While serum-based anti-venoms can cause anaphylactic shock, monoclonal antibodies are primarily produced and purified in a way that ensures they are generally safe, Sok said.
“We think that with these monoclonals we'll be able to have a more consistent product … and have a product that's going to be safer in terms of toxicity,” he added.
There are hopes that a safer, more effective product could improve trust in local health systems to treat snakebites, Habib said.
Success comes with affordability
Even if researchers develop this product, affordability is still a challenge. According to the report published by IAVI and Wellcome Trust, there are few, if any, monoclonal antibodies registered in low-income countries, and those that are available in middle-income countries are “prohibitively expensive.”

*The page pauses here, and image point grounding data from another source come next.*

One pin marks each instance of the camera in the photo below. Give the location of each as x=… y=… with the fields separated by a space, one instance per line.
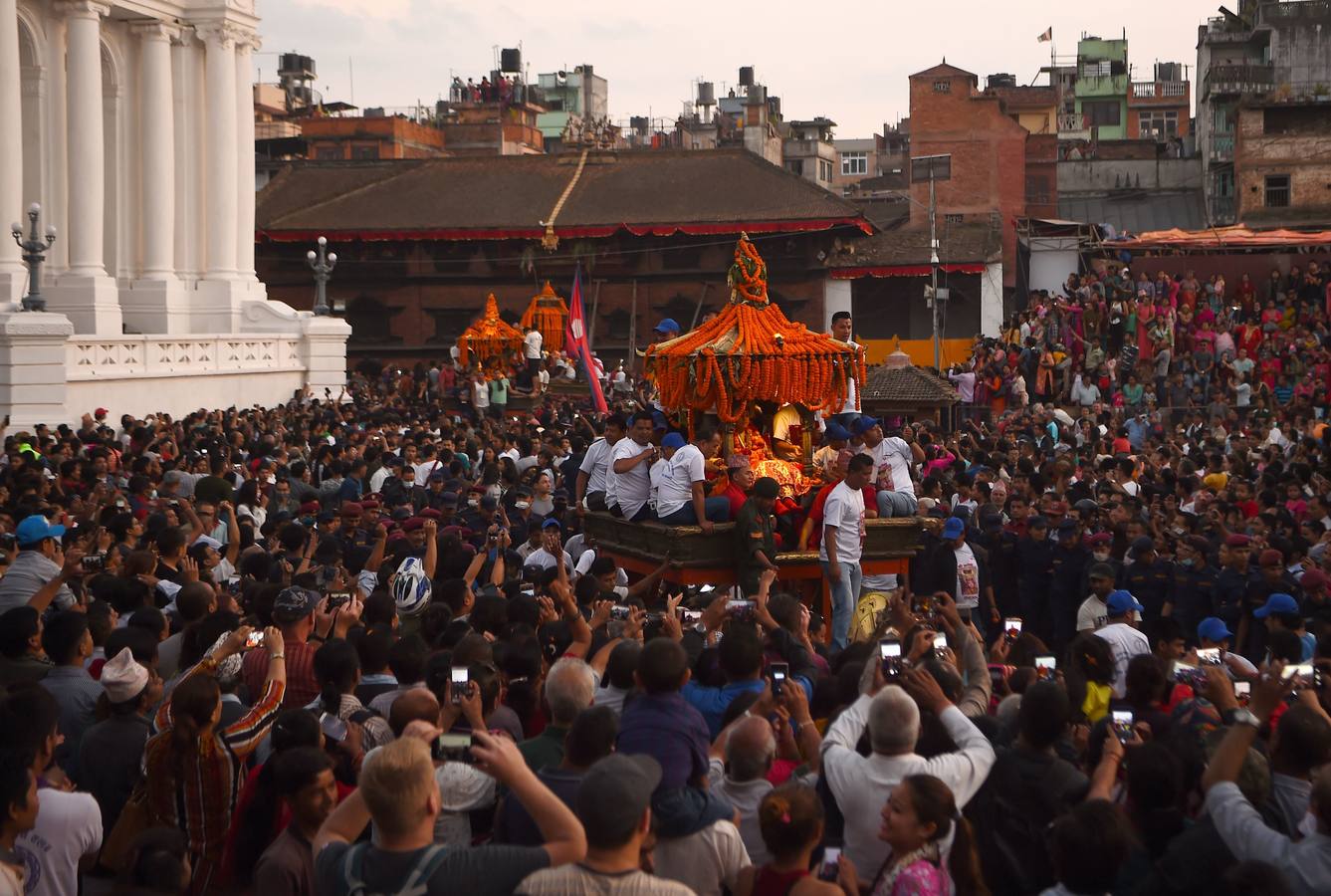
x=889 y=654
x=459 y=683
x=454 y=747
x=741 y=610
x=1045 y=667
x=1122 y=725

The report recommends the application of new technologies to lower the cost of developing these medicines. Costs can also be cut by changing the ways in which monoclonal antibodies are packaged, stored, and delivered to patients, as well as through local production and new business models.
Experts also suggest that funding from Gavi, the Vaccine Alliance and philanthropic foundations could subsidize treatments with an initial investment followed by a “self-sustaining revolving fund model” for sub-Saharan African countries as a way of making treatments affordable.
“If we produce monoclonal antibodies that work — that's a great scientific achievement. But if we can't make it affordable to the people who need it most, then it's not really much of a success,” Sok said.
Oct. 20, 2020: This piece has been updated to clarify the funding for the Scientific Research Partnership for Neglected Tropical Snakebite consortium and to reflect the limited number of monoclonal antibody solutions for infectious diseases.